A Rear View of the City

Along this leg of the walk you will pass a bunker that has been redecorated with street art and graffiti. This is the perfect time to pause and look behind you to the span of St. John’s. You can see from one end of the harbour to the other, including all of the fishing boats trolling by, the historic downtown storefronts and of course The Rooms and St. John’s Basilica situated on top of it all.

Through the Narrows

This section of the trail is one of the tangliest. Just like the “narrow” harbour, this opening path leaves little wiggle room. It’s best to keep close to the side of the rock and hold onto the chainlink railing that you’ll find along the skinniest walkway.  There will be lot’s of opportunities for photos ahead, this is one time where we would only suggest a quick snap at the beginning or end, otherwise keep your camera safely tucked away for the walk itself.

Photo by Melissa K Kelly

The Sound of the Atlantic

Just after your first small flight of stairs you will hit a deep gorge into the rock. Formations like these were caused by the glacier period running through. Take a moment to stop here and listen to the echo of waves crashing below. If you peer deeper into the crevasse you may even spot a few seabirds clinging to the cliff inside.

The First Red Chairs

A few (and by few, we mean quite a bit) more steps later and you will reach the first set of Park’s Canada red chairs. These iconic chairs are placed through your hike at must stop places for a rest and for a perfect photo op. This first set of chairs overlooks St. John’s narrows, which includes Fort Amherst Lighthouse on the opposite side of the harbour. This national historic site once guarded the mouth of St. John’s harbour and is named after Colonel William Amherst who recaptured St. John’s from the French in 1762.

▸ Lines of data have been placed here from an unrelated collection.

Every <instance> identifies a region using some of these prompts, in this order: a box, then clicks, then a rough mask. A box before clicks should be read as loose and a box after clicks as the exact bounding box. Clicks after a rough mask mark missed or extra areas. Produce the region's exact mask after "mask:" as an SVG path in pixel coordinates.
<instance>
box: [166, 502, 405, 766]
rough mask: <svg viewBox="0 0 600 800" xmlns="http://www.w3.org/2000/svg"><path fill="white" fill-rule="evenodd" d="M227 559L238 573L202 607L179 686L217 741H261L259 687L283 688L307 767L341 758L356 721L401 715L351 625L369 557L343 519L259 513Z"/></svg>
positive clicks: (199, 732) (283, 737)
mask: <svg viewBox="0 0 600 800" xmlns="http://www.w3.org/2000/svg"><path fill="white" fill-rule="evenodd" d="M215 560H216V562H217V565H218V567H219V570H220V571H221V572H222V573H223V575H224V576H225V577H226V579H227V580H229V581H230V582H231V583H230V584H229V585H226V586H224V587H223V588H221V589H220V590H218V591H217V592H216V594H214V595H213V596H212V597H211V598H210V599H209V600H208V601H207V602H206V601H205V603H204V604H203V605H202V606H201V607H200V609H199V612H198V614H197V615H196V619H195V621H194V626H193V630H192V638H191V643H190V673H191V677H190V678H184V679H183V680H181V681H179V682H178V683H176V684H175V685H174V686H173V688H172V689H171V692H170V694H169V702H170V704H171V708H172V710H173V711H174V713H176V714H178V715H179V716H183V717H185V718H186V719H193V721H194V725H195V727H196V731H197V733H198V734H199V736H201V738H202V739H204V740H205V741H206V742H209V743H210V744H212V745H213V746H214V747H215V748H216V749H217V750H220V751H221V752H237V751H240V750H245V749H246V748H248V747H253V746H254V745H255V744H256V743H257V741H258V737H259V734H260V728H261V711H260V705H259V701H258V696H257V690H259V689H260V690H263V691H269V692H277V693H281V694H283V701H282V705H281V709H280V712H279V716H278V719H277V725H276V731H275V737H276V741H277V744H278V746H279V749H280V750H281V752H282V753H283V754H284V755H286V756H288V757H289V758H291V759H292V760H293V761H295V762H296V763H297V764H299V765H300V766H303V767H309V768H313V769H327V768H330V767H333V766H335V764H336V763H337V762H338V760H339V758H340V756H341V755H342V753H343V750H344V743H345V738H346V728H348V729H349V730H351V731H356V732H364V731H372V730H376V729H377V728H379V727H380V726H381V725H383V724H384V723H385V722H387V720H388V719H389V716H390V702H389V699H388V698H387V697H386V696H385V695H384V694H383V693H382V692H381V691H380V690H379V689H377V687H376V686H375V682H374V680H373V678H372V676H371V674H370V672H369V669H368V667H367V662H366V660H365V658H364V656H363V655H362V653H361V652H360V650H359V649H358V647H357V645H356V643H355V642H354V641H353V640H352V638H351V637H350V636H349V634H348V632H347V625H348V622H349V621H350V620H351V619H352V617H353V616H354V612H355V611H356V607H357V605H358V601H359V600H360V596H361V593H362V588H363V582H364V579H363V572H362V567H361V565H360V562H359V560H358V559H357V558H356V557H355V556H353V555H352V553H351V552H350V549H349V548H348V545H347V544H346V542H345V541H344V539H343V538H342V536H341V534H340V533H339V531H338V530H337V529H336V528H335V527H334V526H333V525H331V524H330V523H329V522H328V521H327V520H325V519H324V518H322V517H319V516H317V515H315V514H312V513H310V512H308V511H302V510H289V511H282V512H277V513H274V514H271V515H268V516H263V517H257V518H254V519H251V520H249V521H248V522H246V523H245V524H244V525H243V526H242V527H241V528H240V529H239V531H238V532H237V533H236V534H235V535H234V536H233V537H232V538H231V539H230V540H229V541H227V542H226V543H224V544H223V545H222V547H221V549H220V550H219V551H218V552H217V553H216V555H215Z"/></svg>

Photo by: Jenny Rybka Dumas

Between a Rock & a Hard Place

This next leg of the hike will take you up a rock-face to the edge of St. John’s. It is here where the ocean currents bring two giants to our shores. Both whales and icebergs can be spotted from this look out – making it an ideal place to sit and rest while breathing in the freshest air. On a clear non-foggy day you can also spot the most Easterly point of North America, Cape Spear. A pair of binoculars can come in handy if you want a more close up view of mother nature’s theatre.

Photo by: Stacy Budgell (stacyjanie)

Up & Around the Bend

You have hit the half way mark, it’s time to check your step reader and celebrate! For now, climb over the ancient rock formations to another place to perch before you begin your ascension up Signal Hill. This third set of red Parks Canada chairs also provide you with ocean views overlooking Cuckold’s Cove.

It's The Climb

On your mark, get set, go! Now the real climb is ahead. The last sets of the stairs, though challenging, were easy compared to this elevation hike. At times it will feel like you are walking sideways up a 90 degree angle, which to be honest you kind of are. You may be tempted to look up to see how far you have to go or count your steps, these are both bad ideas…

All joking aside, this last part of the hike will have you wanting to listen to the Rocky theme song Eye of the Tiger, because it will definitely leave you feeling like a champion. Take it one step at a time, rest at the platforms and breathe in the clear sea air. You’ve made it, and Cabot Tower is your prize.

Photo By: jheathp

Tips for what you need for this hike:

  1. A pair of running shoes or hiking boots that have good traction. This is a fairly dry trail but there may be some puddles depending on when it last rained. It is also rocky so make sure you wear decent shoes for climbing and walking.
  2. A set of binoculars if you would like to whale, iceberg (spring-time) or boat watch along your hike.
  3. Multiple layers, at times the wind will be whipping past you and others you will be in full sun. A baseball cap will also help to give your face some shade.
  4. A large shatterproof water bottle to stay hydrated.
  5. A camera or quality smartphone to snap photos along the way, bonus if the smart phone tracks steps. It will show you how much you have climbed.
  6. As you can see from the photos above, weather can change quickly in St. John’s. Fog is known to roll in and out of the harbour and can leave you feeling like you’re either on top of the clouds or in them.